Professor David Flint, Australia’s pre-eminent monarchist, believes business people “should be considered because business is the heart of the nation … and the sort of things we want to do on the basis of a rich economy can’t be done without a sound system of business.”

So, as the comment threads have been insisting in recent days, could Rupert and Gina be given the ultimate prize by a grateful Prime Minister? While not referring directly to either of those individuals, Flint says he would be comfortable with a polarising figure becoming a knight or a dame, as long as they had achieved something above and beyond being successful in business.

“In New Zealand just being a captain of industry could be considered enough for a knighthood but it would be more difficult here; by the criteria the Prime Minister has established there would have to be something more than that,” Flint observes. “People such as Andrew Forrest who have [worked for the betterment of] indigenous people and [campaigned against] slavery, I think they should be considered.”

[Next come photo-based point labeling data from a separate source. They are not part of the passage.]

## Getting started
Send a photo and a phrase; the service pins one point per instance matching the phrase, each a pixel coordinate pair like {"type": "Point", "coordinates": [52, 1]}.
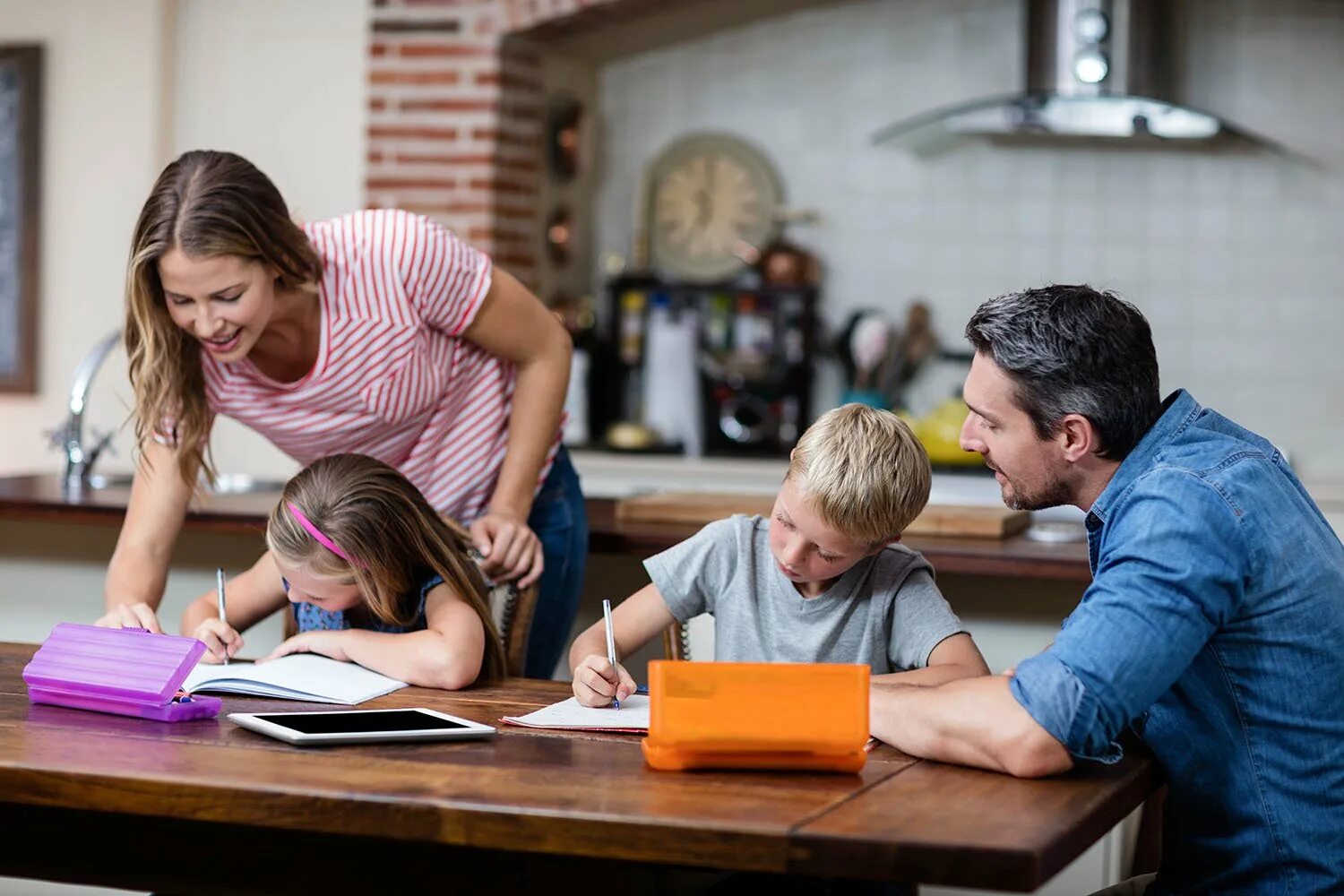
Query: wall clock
{"type": "Point", "coordinates": [712, 202]}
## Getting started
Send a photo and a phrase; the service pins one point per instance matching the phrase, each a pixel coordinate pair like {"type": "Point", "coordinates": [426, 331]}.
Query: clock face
{"type": "Point", "coordinates": [714, 198]}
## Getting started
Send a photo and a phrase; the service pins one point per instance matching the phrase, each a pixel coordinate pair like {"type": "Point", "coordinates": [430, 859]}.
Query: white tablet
{"type": "Point", "coordinates": [360, 726]}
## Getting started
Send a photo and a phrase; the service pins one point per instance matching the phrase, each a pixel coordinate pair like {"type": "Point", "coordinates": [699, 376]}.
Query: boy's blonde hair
{"type": "Point", "coordinates": [390, 532]}
{"type": "Point", "coordinates": [863, 471]}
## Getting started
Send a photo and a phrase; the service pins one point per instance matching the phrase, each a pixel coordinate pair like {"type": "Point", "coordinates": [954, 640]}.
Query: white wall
{"type": "Point", "coordinates": [131, 85]}
{"type": "Point", "coordinates": [1234, 257]}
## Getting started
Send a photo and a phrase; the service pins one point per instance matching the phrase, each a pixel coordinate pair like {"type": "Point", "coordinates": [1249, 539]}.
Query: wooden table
{"type": "Point", "coordinates": [210, 807]}
{"type": "Point", "coordinates": [42, 497]}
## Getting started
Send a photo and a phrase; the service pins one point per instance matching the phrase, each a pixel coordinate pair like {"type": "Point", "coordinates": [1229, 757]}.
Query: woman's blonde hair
{"type": "Point", "coordinates": [863, 471]}
{"type": "Point", "coordinates": [392, 535]}
{"type": "Point", "coordinates": [204, 204]}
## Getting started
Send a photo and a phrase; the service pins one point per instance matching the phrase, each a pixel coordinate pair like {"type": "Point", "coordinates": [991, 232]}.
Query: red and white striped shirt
{"type": "Point", "coordinates": [394, 378]}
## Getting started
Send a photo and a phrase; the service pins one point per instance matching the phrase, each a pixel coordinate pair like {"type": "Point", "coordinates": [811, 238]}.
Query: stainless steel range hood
{"type": "Point", "coordinates": [1096, 69]}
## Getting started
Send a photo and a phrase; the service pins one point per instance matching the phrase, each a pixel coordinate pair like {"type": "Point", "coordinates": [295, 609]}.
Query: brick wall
{"type": "Point", "coordinates": [456, 117]}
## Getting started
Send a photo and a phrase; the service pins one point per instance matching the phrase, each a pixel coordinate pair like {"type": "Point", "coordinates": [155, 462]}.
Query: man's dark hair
{"type": "Point", "coordinates": [1074, 349]}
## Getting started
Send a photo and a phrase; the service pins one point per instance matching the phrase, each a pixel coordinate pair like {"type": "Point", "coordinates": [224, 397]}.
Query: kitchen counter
{"type": "Point", "coordinates": [42, 497]}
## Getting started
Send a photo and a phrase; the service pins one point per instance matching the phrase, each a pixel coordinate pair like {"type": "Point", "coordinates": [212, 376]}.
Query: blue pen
{"type": "Point", "coordinates": [610, 641]}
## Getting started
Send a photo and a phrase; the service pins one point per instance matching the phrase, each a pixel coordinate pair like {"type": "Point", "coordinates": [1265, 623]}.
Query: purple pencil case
{"type": "Point", "coordinates": [129, 672]}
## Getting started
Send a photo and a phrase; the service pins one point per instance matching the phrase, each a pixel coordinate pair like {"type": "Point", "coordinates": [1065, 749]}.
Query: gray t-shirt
{"type": "Point", "coordinates": [884, 610]}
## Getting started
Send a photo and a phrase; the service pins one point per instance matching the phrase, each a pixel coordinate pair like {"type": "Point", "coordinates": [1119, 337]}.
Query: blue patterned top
{"type": "Point", "coordinates": [314, 618]}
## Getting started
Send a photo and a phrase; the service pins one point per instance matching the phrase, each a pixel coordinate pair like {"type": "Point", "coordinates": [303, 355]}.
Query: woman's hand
{"type": "Point", "coordinates": [131, 616]}
{"type": "Point", "coordinates": [596, 683]}
{"type": "Point", "coordinates": [220, 640]}
{"type": "Point", "coordinates": [325, 642]}
{"type": "Point", "coordinates": [511, 549]}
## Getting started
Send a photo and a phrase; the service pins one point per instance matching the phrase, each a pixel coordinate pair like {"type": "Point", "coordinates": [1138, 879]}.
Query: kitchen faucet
{"type": "Point", "coordinates": [70, 437]}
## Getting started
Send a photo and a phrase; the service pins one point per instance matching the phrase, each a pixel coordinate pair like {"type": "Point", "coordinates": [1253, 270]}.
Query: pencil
{"type": "Point", "coordinates": [220, 590]}
{"type": "Point", "coordinates": [610, 643]}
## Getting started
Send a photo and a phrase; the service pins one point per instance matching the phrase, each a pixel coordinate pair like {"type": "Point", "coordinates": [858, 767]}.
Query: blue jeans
{"type": "Point", "coordinates": [559, 520]}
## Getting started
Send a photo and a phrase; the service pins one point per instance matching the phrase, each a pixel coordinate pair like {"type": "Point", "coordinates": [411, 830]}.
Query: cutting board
{"type": "Point", "coordinates": [698, 508]}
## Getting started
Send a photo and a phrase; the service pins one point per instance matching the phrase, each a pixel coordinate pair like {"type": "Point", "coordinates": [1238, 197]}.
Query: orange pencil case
{"type": "Point", "coordinates": [757, 715]}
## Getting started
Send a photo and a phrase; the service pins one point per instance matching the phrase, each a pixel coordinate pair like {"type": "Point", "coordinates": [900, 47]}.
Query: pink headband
{"type": "Point", "coordinates": [322, 538]}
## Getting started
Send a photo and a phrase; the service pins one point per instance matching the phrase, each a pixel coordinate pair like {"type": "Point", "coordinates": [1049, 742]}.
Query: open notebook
{"type": "Point", "coordinates": [298, 676]}
{"type": "Point", "coordinates": [567, 715]}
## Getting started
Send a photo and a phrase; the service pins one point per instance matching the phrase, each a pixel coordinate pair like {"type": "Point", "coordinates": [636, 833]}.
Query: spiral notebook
{"type": "Point", "coordinates": [298, 676]}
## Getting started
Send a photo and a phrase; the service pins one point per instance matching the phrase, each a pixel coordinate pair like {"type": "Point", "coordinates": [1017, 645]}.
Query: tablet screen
{"type": "Point", "coordinates": [358, 723]}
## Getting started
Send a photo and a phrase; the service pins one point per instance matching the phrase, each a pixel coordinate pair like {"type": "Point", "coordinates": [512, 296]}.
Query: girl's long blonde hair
{"type": "Point", "coordinates": [392, 536]}
{"type": "Point", "coordinates": [204, 204]}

Not that Twiggy should be making arrangements to travel to Buckingham Palace just yet. There are three reasons why it our elite business people may receive no more recognition under the new system than they did under the old.

Firstly, today’s magnates far more less likely to be title-hungry monarchists than their Menzies-era predecessors. It’s hard to imagine James Packer lusting after a knighthood the way his grandfather did, for example.

Secondly, if business people aren’t going to lobby on their own behalf it appears they can’t expect their usual champions to do it for them. Both the Business Council of Australia and leading free-market think tank the Centre for Independent Studies showed no interest in advocating knighthoods and dameships for notable wealth-creators when approached for comment by Fairfax.

Thirdly, Tony Abbott will no doubt be hoping to bed down the controversial new arrangements by conferring titles on widely respected figures who are seen to be above the political fray. In practice, that means the Prime Minister will presumably steer clear of rewarding his backers, financial or otherwise, with the country’s top gong. That rules out the much-touted Rupert Murdoch and Gina Rinehart as well as a host of other prominent business people, including Andrew “Axe the Tax” Forrest, seen to be supporters of the Coalition.

So, if you’re a budding or successful entrepreneur who aspires to prefix your name with sir or dame, your best bet would seem to be engaging in plenty of good works while steering well clear of partisan politics.